Od kilku lat zasiada w radzie osiedlowej na Zatorzu. Jego konikiem jest przede wszystkim Piast Gliwice, gdzie swego czasu działał w biurze prasowym.

– To było w 2010 roku. Nie było pieniędzy, ale była atmosfera której teraz nie ma.

Klub zaczął rosnąć w siłę, ale umowa z Kowalskim nie została przedłużona, a on stał się zajadłym krytykiem gliwickich działaczy. Przy Okrzei nie jest teraz przez nich mile widziany. Twierdzą, że godzi w dobre imię klubu. Ale właśnie otworzyła się przed nim nowa furtka.

– Radni mają darmowy wstęp na strefę VIP, gdzie za friko pojedzą, popiją i pogawędzą. Taki łakomy kąsek, warto więc dotować go publicznymi pieniędzmi – pisał Kowalski na swoim blogu.
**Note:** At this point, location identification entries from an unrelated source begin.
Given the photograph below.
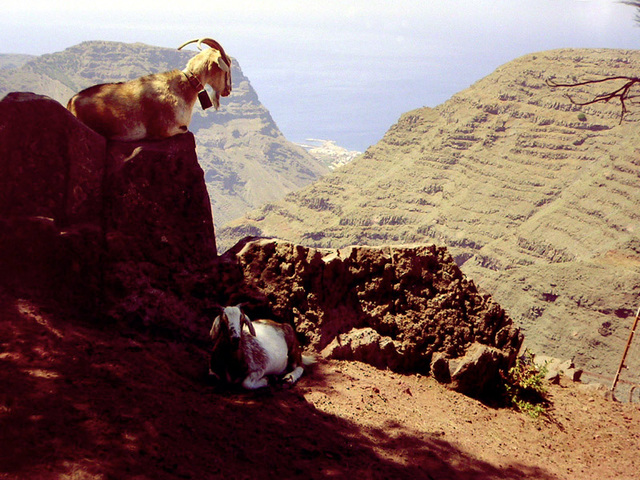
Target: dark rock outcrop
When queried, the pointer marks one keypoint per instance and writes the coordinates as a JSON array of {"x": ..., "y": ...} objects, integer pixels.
[
  {"x": 125, "y": 231},
  {"x": 393, "y": 307},
  {"x": 76, "y": 212}
]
Teraz chce stworzyć precedens.

Za bezpłatne oglądanie meczu, będzie przekazywać miesięcznie 200 złotych na szkolenie młodzieży.

Do tego pomysłu chce zachęcić innych radnych-kibiców.

Na jego publicznym profilu na facebooku montaż graficzny tygodnika „W sieci”: katastrofa smoleńska i zestrzelony samolot Malaysia Airlines. Tak mają zabijać Rosjanie.
– Mam konserwatywne poglądy, staram się żeby tradycyjne wartości zostały zachowane. Na przykład nie podoba mi się to co się teraz dzieje z gender – mówi.

Na tym samym profilu, który mógł odwiedzić każdy (do niedawna) – zapis dyskotekowych wypadów, alkohol, dziewczyny, śpiew.
– Czy licuje to z powagą radnego? – pytamy.
– Jestem młody i staram się spędzać soboty tak by oderwać się od ciężkiego tygodnia. Ale wszystko w granicach rozsądku, zawsze panuję nad sobą – przekonuje.

PiS w Gliwicach osiągnęło dużo lepszy wynik niż cztery lata temu, w ogólnopolskich sondażach też idzie w górę. Polityczna kariera stoi otworem?

– Nie powiem, że nie, bo można coś więcej zrobić nie tylko dla Gliwic, ale także dla kraju. Jednak wszystko w swoim czasie. Karierę polityka można porównać do tej piłkarza. Ja na razie jestem młodzieżowcem.